Market cap: the total value of a cryptocurrency that’s calculated by multiplying the price of the crypto with the number of coins in circulation.

Metaverse: a virtual space where users can interact in digital environments.

NFT: short for non-fungible token, an NFT is a unique unit of data that uses technology to log and authenticate digital content like videos, audio files, and images on a blockchain. NFTs are often sold and traded with Ethereum.

NFT staking: a method where holders lock up their NFT assets on a platform or protocol in exchange for earning rewards and passive income.

NFT sniping: a strategy of acquiring underpriced NFTs when rarity value is revealed. This often happens with PFP NFT projects and the tactic is often used by NFT investors close to the projects.

Node: a participant in a blockchain network which is typically a computer.

PFP NFTs: profile picture NFTs that mainly feature a character with distinctive, varying traits.

Private key: this is typically a string of letters and numbers that is never to be shared with anyone. Your private key is what you’ll use to sign and agree to transactions.

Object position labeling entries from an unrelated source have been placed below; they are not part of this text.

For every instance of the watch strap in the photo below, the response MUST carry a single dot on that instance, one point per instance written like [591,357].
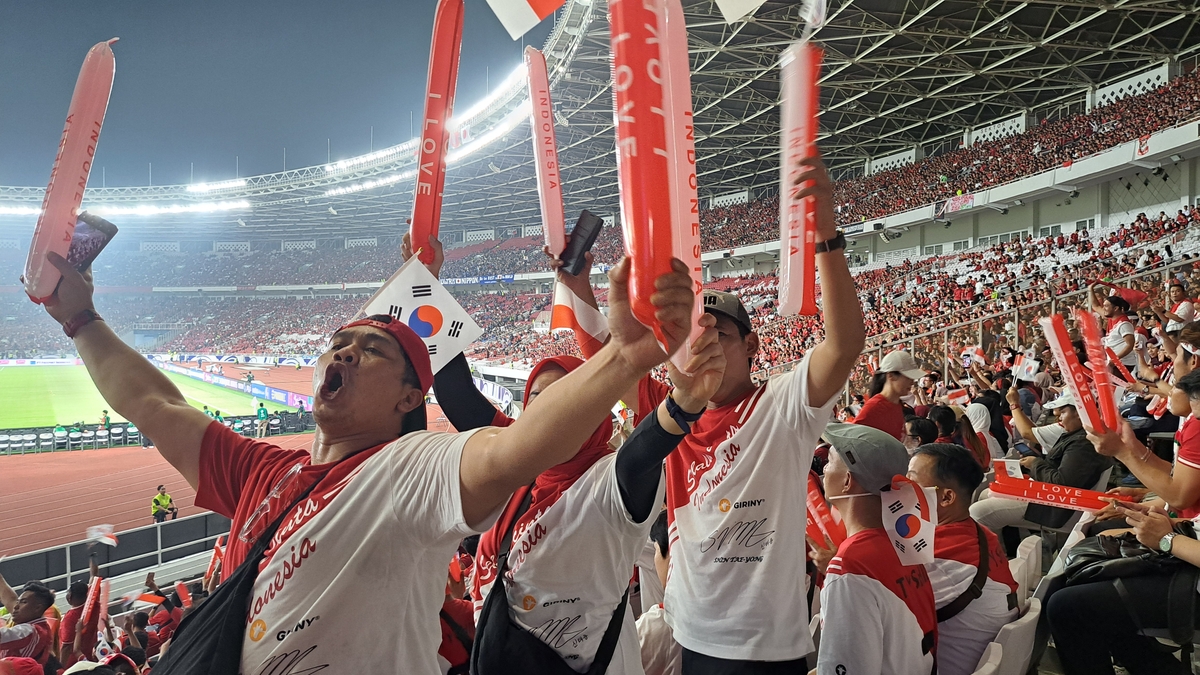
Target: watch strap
[78,321]
[682,417]
[834,244]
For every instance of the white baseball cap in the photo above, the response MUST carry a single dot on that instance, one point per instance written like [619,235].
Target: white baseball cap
[901,362]
[1063,400]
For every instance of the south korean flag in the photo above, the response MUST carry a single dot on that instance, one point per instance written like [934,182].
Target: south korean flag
[910,515]
[415,297]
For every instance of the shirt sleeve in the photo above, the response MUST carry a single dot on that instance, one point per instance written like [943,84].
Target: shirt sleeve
[792,389]
[228,461]
[426,494]
[851,632]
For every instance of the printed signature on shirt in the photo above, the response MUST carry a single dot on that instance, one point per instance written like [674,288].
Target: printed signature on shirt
[748,533]
[287,663]
[561,632]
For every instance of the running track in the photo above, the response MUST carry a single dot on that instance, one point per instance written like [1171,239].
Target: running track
[51,499]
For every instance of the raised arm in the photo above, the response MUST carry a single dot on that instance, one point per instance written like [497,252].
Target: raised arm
[133,387]
[497,461]
[835,357]
[640,459]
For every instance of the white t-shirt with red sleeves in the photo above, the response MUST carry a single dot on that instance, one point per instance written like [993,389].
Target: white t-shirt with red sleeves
[377,532]
[963,639]
[877,616]
[736,505]
[569,568]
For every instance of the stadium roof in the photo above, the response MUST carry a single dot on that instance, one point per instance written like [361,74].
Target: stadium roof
[899,73]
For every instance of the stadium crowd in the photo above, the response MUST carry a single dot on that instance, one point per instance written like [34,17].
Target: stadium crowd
[600,512]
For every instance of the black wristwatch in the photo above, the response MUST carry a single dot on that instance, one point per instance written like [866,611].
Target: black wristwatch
[834,244]
[682,417]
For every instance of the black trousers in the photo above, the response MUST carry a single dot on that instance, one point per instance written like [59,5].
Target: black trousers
[695,663]
[1092,625]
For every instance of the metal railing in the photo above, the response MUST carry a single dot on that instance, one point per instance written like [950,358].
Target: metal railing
[142,548]
[937,351]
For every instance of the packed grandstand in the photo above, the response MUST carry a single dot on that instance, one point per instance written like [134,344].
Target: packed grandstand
[963,255]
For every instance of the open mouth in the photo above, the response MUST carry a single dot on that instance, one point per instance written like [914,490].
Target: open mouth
[335,380]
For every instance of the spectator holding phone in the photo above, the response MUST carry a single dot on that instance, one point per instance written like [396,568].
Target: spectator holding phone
[1093,623]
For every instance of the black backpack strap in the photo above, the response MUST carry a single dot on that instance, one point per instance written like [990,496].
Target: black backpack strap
[1181,603]
[976,589]
[459,631]
[502,554]
[611,634]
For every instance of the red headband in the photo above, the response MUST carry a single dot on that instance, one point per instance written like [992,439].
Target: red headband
[409,342]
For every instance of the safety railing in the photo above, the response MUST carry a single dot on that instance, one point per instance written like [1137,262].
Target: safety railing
[940,350]
[143,548]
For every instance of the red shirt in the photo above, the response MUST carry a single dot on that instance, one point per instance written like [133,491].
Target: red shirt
[882,414]
[67,628]
[1188,438]
[31,640]
[451,649]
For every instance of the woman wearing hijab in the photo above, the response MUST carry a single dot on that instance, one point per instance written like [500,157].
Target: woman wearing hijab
[981,420]
[574,547]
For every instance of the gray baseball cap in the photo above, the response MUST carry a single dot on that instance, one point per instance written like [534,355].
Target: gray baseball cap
[873,457]
[727,304]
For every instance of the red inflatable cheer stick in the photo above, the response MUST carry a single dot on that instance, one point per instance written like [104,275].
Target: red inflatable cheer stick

Proof of Work: a decentralized consensus mechanism that requires members of a network to expend effort solving an arbitrary mathematical puzzle to prevent anybody from gaming the system. This method requires a lot of electricity.

Proof of Stake: a consensus mechanism that requires blockchain networks to employ validators who stake their own crypto assets in exchange for the chance to validate new transactions on the blockchain. An initial winner is selected to validate a new block, and other validators can attest to its accuracy.

Public key: a numerical value that allows you to receive cryptocurrency transactions. Think of this as your crypto email address that you can safely share with folks to send and receive funds.

Public ledger: a record-keeping system that maintains crypto balances and transactions between a network’s participants.

Rug pull: in the crypto industry, a rug pull happens when developers abandon a project and liquidate their assets unexpectedly.

Self-custody wallet: individuals take sole responsibility for protecting their keys in whichever way they see fit. The advantage of these wallets is that you control your keys and funds entirely.

Smart contracts: an agreement between two parties where the terms are coded into the blockchain. Once those terms are met, the contract is automatically executed.

Soft fork: a significant change to a blockchain network’s protocol that results in the use of only the new version.

Stablecoin: a digital currency whose value is pegged to another asset or currency.

Staked ether: or stETH, a token that’s supposed to carry the same value as ETH that’s locked up in the Ethereum blockchain network.

Tokenomics: the study of the economics of crypto tokens. The term is derived from the words token and economics.

Web3: the new iteration of the World Wide Web based on blockchain technologies.